Ele hesita, movendo seus lábios como se procurasse ter tato nas palavras. "Nunca encontramos algum que fosse civilizado. Frequentemente os encontramos em cavernas e tendas, lutando uns com os outros. Às vezes, os achamos brigando entre si em meio às ruínas de cidades, mas sempre são selvagens."


O cara-de-urso disse pesadamente, "Talvez carnívoros evoluam mais rapidamente e tendam à inteligência com mais frequência, pois encontramos planetas radioativos sem vida, e lugares como aquele que vocês chamam de seu cinturão de asteroides, onde um planeta deveria estar — mas há apenas fragmentos espalhados de planetas, pedaços que sugerem que foram explodidos. Pensamos que geralmente..." Ele me olhou com incerteza, atrapalhando-se com suas palavras. "Pensamos..."


"A sua é a única raça carnívora que encontramos que era civilizada, que tinha uma ciência e estava prestes a partir para o espaço, " interrompeu suavemente o cara-de-corça. "Estávamos com medo."

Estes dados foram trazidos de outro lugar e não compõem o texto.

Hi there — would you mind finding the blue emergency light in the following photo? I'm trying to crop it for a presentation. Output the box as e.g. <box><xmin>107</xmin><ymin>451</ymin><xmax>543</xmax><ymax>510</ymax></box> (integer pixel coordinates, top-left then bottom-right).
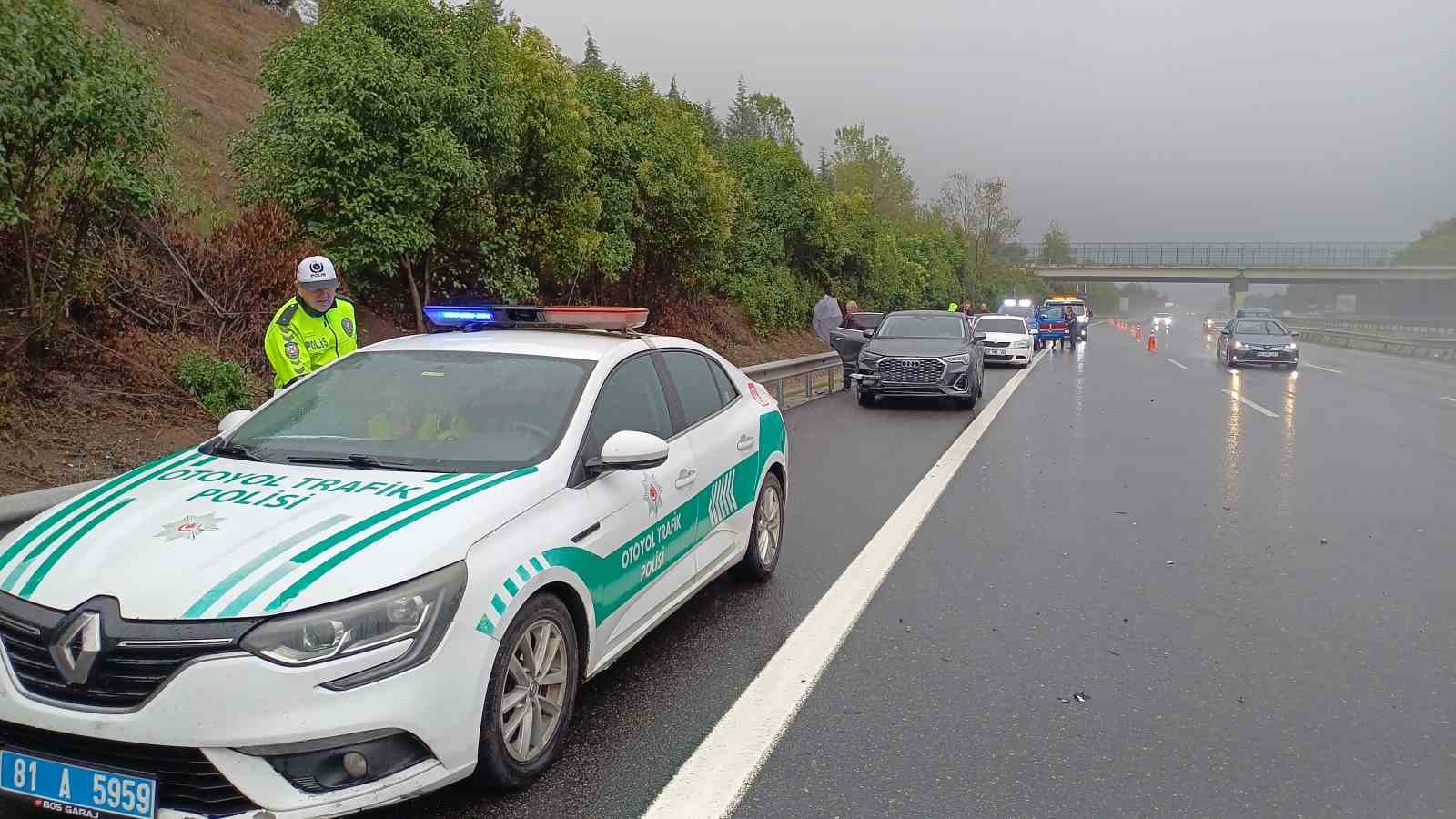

Parecem estar se desculpando.


O acoelhado, aparentemente o escolhido como o porta-voz deles com relação a mim, diz, "Daremos a você o que quiser. Qualquer coisa que sejamos capazes de dar-lhe."


Eles falam sério. Nós, os sobreviventes, seremos pessoas privilegiadas, com acesso a todas as cidades, tudo de graça. A sinceridade deles é maravilhosa, mas enigmática. Estariam tentando reparar-se por aquilo que sentem que foi um crime? Isto é, que tenham permitido que a humanidade se matasse, perdendo a riqueza de uma raça à Galáxia. É por isso que são tão generosos?


Talvez eles ajudem a raça a recomeçar então. Os registros não estão perdidos. Os poucos sobreviventes podem repovoar a Terra afinal. Sob a tutela dessas raças pacíficas, sem a tensão da divisão em nações, floresceremos como uma raça. Nenhum descendente meu, até a geração mais distante, participará de guerras novamente. Essa lição nós aprendemos de vez.


Esses tímidos seres não percebem o quanto a humanidade quis paz. Não sabem com que relutância fomos forçados e presos às armadilhas das velhas instituições e dos deformados emaranhados da política, frente ao que não encontramos solução. Não éramos naturalmente selvagens. Não éramos selvagens quando abordados enquanto indivíduos. Talvez saibam disso, mas estão com medo de qualquer forma, um medo instintivo levantando-se do sangue de seus antepassados, caçados e temerosos.


A raça humana será uma boa companheira para essas raças. Mesmo me recuperando da fome como estou, sinto em mim uma energia que eles não possuem. O selvagem em mim e em minha raça é uma coisa criativa, pois, para aqueles que foram educados como eu, ela é uma selvageria controlada que ataca e destrói somente problemas e obstáculos, nunca pessoas. Qualquer humano criado fora das tradições políticas, que a raça herdou de sua infância marcada de sangue, seria tão amigável e disposto à amizade quanto eu com relação a esses seres. Jamais poderia machucar esses coelhos e esquilos descomunais, tão agradáveis.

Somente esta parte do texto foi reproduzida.